Super Bowl ad ‘Middle Seat’ tickles viewers, wins producer $1 million

L.A. producer Scott Zabielski is still shocked he won the Doritos “Crash the Super Bowl” contest Sunday, landing a $1-million prize and a “dream job” at Universal Pictures.

“It doesn’t even feel real. It was just cool enough to see the spot air during the Super Bowl,” the 35-year-old Burbank resident said. “When I saw the spot air, my phone started blowing up. I had about 100 texts and just as many emails.”

An executive producer on Comedy Central’s “Tosh.O,” Zabielski created the “Middle Seat” commercial in a little more than a week for $2,000, according to Frito-Lay.
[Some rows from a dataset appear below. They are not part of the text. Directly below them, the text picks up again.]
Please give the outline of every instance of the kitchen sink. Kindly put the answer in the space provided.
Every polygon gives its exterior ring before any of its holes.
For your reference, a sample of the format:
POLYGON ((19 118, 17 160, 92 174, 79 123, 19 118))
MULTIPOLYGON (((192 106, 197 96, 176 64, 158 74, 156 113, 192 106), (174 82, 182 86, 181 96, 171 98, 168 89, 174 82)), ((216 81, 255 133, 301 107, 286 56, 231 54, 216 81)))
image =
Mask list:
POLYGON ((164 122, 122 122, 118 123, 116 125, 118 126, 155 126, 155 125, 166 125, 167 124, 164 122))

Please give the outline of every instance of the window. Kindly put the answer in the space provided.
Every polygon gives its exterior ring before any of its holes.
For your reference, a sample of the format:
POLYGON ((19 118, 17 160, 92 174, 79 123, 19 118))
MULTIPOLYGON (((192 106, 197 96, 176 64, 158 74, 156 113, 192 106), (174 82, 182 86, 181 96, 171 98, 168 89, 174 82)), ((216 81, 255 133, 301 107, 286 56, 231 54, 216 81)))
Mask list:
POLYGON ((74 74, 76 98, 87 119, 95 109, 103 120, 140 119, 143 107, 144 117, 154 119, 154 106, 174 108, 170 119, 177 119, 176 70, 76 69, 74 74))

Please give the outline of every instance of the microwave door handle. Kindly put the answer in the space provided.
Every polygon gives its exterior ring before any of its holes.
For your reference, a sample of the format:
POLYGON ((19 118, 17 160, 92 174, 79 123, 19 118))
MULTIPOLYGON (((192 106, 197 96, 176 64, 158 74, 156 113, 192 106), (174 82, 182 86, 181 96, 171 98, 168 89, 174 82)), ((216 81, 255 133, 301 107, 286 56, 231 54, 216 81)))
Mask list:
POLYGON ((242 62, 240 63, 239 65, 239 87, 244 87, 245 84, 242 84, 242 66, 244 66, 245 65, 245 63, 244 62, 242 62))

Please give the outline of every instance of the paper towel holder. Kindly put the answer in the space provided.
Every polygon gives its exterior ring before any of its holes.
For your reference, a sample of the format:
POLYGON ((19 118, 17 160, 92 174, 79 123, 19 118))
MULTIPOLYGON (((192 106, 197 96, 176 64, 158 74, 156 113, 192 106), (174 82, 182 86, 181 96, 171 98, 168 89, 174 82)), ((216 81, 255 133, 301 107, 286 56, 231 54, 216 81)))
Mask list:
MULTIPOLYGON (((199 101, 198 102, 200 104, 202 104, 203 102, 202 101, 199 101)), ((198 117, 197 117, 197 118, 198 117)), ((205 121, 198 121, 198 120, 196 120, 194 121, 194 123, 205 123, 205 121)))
The 30-second ad features an airline passenger sitting in an aisle seat, determined to keep the middle seat next to him empty. The man clips his toenails, blows his nose and flosses, among other uncomfortable things, to deter other passengers -- until an attractive woman boards the plane, that is.

He catches her attention with a bag of Doritos, only to realize she’s with her baby, played by Zabielski’s son.


Ram Krishnan, senior vice president and chief marketing officer of Frito-Lay North America, called the commercial “creative, bold and original.”

“Rising to the top among nearly 4,900 competitors from all over the world is no easy feat,” he said in statement. “If the success of our past winners is any indication, Scott’s career is about to take off in the most amazing way, and we can’t wait to see what happens next.”

Zabielski said the ad hits close to home because, at more than 6 feet tall, he often hopes people won’t sit next to him so he can have extra legroom.

“My favorite kind of comedy is the sort of comedy where you can look at it and say, ‘That’s funny because it’s true,’ ” the USC graduate said. “If you’ve flown, you have probably been in that situation ... thinking, ‘I hope they do not sit here next to me.’ ”

Zabielski’s ad was chosen as the top commercial by voters; Doritos selected the runner-up, “When Pigs Fly.” The eight finalists whose commercials didn’t air during the Super Bowl broadcast each won $25,000.